As long as your Intel graphics are reasonably modern, new code added to Ubuntu 19.10 should fix that for you.
Experimental Support for the ZFS File System
The ZFS file system is an advanced file system that originated at Sun Microsystems. It is exceptionally fault-tolerant and combines features that deliver file system pooling, cloning and copying, and RAID-like functionality, natively.

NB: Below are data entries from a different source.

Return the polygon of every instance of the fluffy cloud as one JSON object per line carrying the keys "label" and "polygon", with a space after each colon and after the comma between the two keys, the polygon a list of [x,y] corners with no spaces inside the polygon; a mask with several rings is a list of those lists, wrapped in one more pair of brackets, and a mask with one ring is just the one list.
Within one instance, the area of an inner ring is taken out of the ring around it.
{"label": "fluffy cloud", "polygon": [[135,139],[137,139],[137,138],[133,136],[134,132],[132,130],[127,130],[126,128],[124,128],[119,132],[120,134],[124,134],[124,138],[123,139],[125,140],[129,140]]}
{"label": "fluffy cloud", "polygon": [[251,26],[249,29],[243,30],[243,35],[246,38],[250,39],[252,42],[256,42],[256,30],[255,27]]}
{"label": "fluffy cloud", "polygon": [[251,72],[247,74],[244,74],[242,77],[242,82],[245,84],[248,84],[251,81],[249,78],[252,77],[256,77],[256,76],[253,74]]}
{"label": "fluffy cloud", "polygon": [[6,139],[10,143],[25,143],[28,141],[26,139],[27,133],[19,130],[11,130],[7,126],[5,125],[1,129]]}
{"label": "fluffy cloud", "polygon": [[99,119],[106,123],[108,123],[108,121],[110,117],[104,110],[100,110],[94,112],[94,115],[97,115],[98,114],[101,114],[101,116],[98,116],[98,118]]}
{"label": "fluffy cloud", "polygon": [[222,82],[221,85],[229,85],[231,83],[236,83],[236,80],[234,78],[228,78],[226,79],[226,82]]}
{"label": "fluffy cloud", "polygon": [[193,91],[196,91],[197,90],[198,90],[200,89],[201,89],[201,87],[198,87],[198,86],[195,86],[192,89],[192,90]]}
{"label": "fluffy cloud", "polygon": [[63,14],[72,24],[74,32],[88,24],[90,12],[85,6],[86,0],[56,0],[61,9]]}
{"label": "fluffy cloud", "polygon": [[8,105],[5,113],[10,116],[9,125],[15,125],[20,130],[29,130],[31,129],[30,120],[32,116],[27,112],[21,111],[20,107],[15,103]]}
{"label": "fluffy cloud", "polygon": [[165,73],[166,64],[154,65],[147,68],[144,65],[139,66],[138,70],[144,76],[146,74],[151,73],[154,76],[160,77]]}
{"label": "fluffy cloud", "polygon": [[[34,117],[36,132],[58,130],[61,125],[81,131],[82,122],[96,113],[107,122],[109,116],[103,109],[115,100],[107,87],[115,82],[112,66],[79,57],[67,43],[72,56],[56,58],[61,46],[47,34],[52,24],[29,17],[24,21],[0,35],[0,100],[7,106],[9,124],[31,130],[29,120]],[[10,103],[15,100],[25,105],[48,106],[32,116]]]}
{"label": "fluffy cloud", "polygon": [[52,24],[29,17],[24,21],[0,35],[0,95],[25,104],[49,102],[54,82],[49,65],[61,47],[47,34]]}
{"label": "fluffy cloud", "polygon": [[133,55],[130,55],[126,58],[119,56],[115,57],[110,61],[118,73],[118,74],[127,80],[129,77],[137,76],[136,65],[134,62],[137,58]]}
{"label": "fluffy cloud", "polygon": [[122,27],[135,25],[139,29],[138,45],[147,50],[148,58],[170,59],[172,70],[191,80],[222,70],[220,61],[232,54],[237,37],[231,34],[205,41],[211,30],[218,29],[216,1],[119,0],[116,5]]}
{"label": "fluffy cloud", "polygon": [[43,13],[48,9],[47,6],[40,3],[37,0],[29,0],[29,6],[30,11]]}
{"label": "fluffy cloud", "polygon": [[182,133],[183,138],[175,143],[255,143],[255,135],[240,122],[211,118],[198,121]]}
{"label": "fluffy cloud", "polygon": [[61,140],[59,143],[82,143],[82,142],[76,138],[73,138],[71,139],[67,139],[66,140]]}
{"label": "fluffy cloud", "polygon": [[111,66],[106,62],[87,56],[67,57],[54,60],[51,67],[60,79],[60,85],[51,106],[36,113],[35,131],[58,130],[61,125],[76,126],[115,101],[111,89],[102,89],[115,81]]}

Warning: You must treat this as alpha software. The Ubuntu implementation isn’t even at beta yet. It is included in 19.10 to allow testing to be carried out by the curious, the intrepid, and the fearless. In no circumstances should you put in on production computers. We recommend that you don’t even put it on home computers without a robust backup system in place. This really is something for “it’s spare, I don’t care” hardware, and virtual machines only.
The opportunity to use the ZFS file system appears when you are on the partition options screen. Note that Canonical has put the word “EXPERIMENTAL” in capital letters, and the word “Warning” in red. And they’re not kidding.
This option only appears on the desktop install. It isn’t even in the server install yet.
That’s you’re only chance to use it.
If you select the “Something Else” option and opt to create your own partitions, you don’t get the option to choose ZFS in the file system menu.
The version of
mkfs provided in 19.10 doesn’t offer ZFS as an option, either. ZFS became available in Ubuntu’s repositories back in Ubuntu 16.04, but it’s never been integrated into the installer like this before.
What Didn’t Make the Cut?
The power management utility TLP was initially slated to be included, but it didn’t make it. TLP provides a wide range of settings for your computer’s subsystems. You can tweak them to maximize battery life on laptops and to minimize power consumption on desktops.
You can install TLP with this command:
sudo apt install tlp
Also, GSConnect didn’t make it. GSConnect allows you to integrate your Android phone with your GNOME desktop. With it, you can transfer files, control your phone from your desktop, see phone notifications on your desktop, and much more.
To Upgrade or Not?
You might find some of the above attractive enough to warrant performing an upgrade. Or you can’t wait to be free of a shortcoming or bug in the version of Ubuntu you’re currently on.
Whether you upgrade or not, it is interesting to view Ubuntu 19.10 as a stepping-stone to the next LTS version, 20.04, and to see the direction that Canonical is moving in.
Despite the scary warnings this time around for the ZFS file system, it would be great to eventually see it as a viable default file system in future iterations of Ubuntu, and out in the wider Linux-sphere.